Allelic Losses in Localized Prostate Cancer: Association With Prognostic Factors

Abstract

Loss of heterozygosity (LOH) is the most consistent genetic alteration in prostate cancer (CaP), frequently associated with advanced cancer and metastasis. We performed LOH analysis on 6 chromosomal regions of interest in localized CaP to obtain an overview of allelic losses in organ confined tumors and test the association with the usual prognostic factors. Tumoral and normal DNA were extracted from 48 radical prostatectomy specimens (all organ confined) with a Gleason score of 5 to 7. Biological and pathological data, such as prostate specific antigen (PSA), Gleason score and perineural invasion (PNI), were correlated with allelic losses at 7q31, 8p22, 12p13, 13q14, 16q23.2 and 18q21. Analysis was done by genotyping using highly informative microsatellites markers.
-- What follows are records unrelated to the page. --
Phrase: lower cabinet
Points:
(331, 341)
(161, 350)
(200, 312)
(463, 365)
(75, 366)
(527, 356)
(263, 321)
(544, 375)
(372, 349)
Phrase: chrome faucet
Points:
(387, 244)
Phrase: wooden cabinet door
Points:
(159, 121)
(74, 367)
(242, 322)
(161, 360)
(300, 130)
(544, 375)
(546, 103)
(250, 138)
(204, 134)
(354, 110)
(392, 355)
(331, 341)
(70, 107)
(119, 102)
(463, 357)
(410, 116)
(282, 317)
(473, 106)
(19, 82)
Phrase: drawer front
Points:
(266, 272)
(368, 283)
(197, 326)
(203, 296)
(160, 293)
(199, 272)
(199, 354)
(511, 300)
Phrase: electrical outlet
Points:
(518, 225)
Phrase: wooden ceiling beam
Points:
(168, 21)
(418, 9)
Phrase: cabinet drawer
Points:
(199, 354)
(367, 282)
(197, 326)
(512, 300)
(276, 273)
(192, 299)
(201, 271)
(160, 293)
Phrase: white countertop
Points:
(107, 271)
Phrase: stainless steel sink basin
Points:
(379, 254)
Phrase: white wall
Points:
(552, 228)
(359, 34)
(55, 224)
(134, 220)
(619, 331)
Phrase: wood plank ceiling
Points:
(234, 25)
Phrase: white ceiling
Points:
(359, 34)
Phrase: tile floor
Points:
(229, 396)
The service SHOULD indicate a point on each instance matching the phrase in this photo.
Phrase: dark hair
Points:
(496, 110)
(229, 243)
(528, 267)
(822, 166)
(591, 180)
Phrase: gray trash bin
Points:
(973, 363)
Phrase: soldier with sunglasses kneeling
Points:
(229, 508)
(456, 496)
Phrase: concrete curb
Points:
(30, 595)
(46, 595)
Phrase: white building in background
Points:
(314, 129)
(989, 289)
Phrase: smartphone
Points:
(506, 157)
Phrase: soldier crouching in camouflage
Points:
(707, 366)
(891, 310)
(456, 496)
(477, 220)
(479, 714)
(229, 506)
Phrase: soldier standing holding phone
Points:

The rate of LOH was 25% for chromosomes 13 and 18, and between 40% and 47% for chromosomes 7, 8, 12 and 16. The mean frequency of overall LOH events was less than 34%. Except for the 12p13 and 16q23.2 loci no significant correlation was found between LOH and PSA or Gleason score. PNI was significantly associated with LOH on 8p22 (p = 0.003) and with a high frequency of LOH events (greater than 34%) (p = 0.02). The frequency of allelic losses in localized and differentiated CaP is associated with PNI but not with the usual prognostic markers, such as PSA and Gleason score. The relationship between LOH on 8p22 and PNI suggests the presence on this region of a gene involved in epithelium/nerve interaction.